The counterfactual seroprevalence ratios in the absence of any restrictive measures are unknown. Evidence from influenza seroprevalence assessments suggests that often children and/or young adults may be infected more frequently than elderly individuals, perhaps due to greater mobility and exposures, but this is not absolute and may vary per year and location [62–65]. Extrapolations to SARS-CoV-2 are tenuous.
Finally, focused protection may have varied in subsequent phases of the pandemic, with different infection rate ratios across age groups. Different waves due to different SARS-CoV-2 variants may have exhibited different age patterns and their underlying age-related variation in susceptibility and/or infectiousness is not well understood. Vaccine availability in 2021 was typically prioritized for the elderly leading to shifts in the age distribution of COVID-19 impact . Vaccination also allowed more mobility and higher population exposure. After the Delta and Omicron waves, most people were infected at least once in most countries . Even if precision shielding of the elderly can be achieved (as our data suggest), it is unknown whether it can be maintained effectively for pandemic-long circles lasting two or more years. Moreover, adverse consequences of trying to diminish exposures of vulnerable elderly may be substantial for their social well-being and their mental health [68,69]. Adverse consequences are likely for all age groups, including for children after school closures .

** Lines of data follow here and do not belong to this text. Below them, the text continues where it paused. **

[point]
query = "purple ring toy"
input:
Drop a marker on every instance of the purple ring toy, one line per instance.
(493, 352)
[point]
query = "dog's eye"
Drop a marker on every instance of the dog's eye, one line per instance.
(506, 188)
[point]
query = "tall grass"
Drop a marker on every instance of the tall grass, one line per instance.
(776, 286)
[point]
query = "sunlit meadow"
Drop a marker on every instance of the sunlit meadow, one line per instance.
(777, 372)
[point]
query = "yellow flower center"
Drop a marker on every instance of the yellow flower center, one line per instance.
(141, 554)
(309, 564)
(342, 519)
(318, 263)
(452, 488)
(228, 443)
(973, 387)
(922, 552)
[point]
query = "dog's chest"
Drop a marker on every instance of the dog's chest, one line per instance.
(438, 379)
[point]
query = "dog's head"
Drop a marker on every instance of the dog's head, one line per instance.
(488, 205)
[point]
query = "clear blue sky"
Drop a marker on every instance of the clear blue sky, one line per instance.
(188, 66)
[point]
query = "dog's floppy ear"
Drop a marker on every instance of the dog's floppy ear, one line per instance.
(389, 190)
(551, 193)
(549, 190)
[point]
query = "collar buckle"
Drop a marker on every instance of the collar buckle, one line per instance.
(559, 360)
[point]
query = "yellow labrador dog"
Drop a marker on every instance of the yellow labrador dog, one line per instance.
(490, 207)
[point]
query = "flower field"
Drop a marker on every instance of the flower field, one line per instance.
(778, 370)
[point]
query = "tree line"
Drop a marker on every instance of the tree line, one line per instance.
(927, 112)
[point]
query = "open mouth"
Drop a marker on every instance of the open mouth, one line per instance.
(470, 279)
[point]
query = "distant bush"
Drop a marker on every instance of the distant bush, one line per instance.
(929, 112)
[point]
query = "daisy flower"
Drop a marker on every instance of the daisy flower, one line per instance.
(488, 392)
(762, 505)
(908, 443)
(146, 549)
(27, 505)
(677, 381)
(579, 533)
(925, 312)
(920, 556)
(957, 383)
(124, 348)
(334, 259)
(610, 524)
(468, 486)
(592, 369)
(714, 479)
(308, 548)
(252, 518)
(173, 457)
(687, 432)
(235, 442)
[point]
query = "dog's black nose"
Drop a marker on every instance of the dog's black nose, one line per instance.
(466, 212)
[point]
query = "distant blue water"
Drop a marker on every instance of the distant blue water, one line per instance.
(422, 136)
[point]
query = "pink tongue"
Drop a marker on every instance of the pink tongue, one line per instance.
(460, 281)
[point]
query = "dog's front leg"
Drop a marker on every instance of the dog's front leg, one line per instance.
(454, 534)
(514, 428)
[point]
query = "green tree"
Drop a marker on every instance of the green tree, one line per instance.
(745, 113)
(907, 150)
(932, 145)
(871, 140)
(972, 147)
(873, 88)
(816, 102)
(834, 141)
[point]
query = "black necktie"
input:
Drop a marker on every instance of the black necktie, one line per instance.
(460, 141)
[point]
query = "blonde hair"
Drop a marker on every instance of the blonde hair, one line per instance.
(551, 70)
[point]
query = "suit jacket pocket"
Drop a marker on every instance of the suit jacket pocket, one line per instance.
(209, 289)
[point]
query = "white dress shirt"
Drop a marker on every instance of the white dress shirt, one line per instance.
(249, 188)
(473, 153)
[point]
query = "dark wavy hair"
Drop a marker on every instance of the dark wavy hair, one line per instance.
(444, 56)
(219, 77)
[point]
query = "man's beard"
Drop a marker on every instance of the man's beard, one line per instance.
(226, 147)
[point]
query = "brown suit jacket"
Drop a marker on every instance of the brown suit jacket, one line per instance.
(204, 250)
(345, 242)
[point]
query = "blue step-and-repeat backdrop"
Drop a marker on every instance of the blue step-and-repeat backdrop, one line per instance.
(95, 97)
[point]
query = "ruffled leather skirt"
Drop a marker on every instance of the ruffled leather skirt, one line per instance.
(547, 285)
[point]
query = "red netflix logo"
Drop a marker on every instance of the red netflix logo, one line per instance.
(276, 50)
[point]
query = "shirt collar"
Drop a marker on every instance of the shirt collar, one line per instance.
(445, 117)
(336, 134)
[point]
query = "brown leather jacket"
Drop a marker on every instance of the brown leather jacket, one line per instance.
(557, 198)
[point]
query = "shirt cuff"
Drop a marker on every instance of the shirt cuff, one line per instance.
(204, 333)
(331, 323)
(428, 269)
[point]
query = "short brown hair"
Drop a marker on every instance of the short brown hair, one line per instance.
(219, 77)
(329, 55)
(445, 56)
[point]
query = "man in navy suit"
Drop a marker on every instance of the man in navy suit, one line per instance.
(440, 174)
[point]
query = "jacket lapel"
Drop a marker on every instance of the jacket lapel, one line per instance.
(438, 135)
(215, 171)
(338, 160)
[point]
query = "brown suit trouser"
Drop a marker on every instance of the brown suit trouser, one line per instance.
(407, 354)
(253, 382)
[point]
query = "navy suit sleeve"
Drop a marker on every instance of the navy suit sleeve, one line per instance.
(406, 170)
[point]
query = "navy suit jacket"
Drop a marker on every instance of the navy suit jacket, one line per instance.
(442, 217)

Despite these limitations, we can conclude that precision shielding was feasible in several high-income countries in the first year of the pandemic, but most countries had no major differences in infection rates across age groups. Precision shielding remains an attractive concept given the extreme variability of fatality risk of SARS-CoV-2 infection across age groups [17,71], but when it is not achieved (or worse, when vulnerable individuals, such as elderly and nursing home residents are even more frequently infected than the non-vulnerable) the death toll and excess deaths become high . These observations may be useful for future pandemic preparedness, especially for pathogens exhibiting large fatality rate variability across different population groups.
Data availability: All data are in the manuscript and supplementary files.